Cellular prion protein (PrPC) and superoxide dismutase (SOD) in vascular cells under oxidative stress

The PrPC is expressed in several cell types but its physiological function is unknown. Some studies associate the PrPC with copper metabolism and the antioxidant activity of SOD. Our hypothesis was that changes in PrPC expression lead to abnormal copper regulation and induce SOD downregulation in the vascular wall. Objectives: to study whether the PrPC expression undergoes induction by agents that trigger endoplasmic reticulum stress (ERS) and, in this context, to evaluate the SOD activity. Methods: To trigger ERS, in vitro, rabbit aortic smooth muscle cells were challenged for 4, 8 and 18 hours, with angiotensin-II, tunicamycin and 7-ketocholesterol. For in vivo studies rabbit aortic arteries were subjected to injury by balloon catheter. Results: In vitro baseline SOD activity, determined through inhibition of cytochrome-c reduction, was 13.9±1.2 U/mg protein, angiotensin-II exposed for 8 hours produced an increase in SOD activity, and cellular copper concentration was about 9 times greater only under these conditions. Western blotting analysis for SOD isoenzymes showed an expression profile that was not correlated with the enzymatic activity.
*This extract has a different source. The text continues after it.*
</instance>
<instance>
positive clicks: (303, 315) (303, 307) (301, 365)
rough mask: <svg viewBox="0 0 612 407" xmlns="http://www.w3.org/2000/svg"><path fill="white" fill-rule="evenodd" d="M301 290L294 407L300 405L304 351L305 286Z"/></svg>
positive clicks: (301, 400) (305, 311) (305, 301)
PrPC expression decreased after exposure to all agents after different incubation periods. RT-PCR assay showed increased mRNA expression for PrPC only in cells stimulated for 8 hours with the different stressors. The PrPC mRNA expression in rabbit aortic artery fragments, subjected to balloon catheter injury, showed a pronounced increase immediately after overdistension. The results obtained indicated a PrPC protection factor during the early part of the ERS exposure period, but did not demonstrate a SOD-like profile for the PrPC.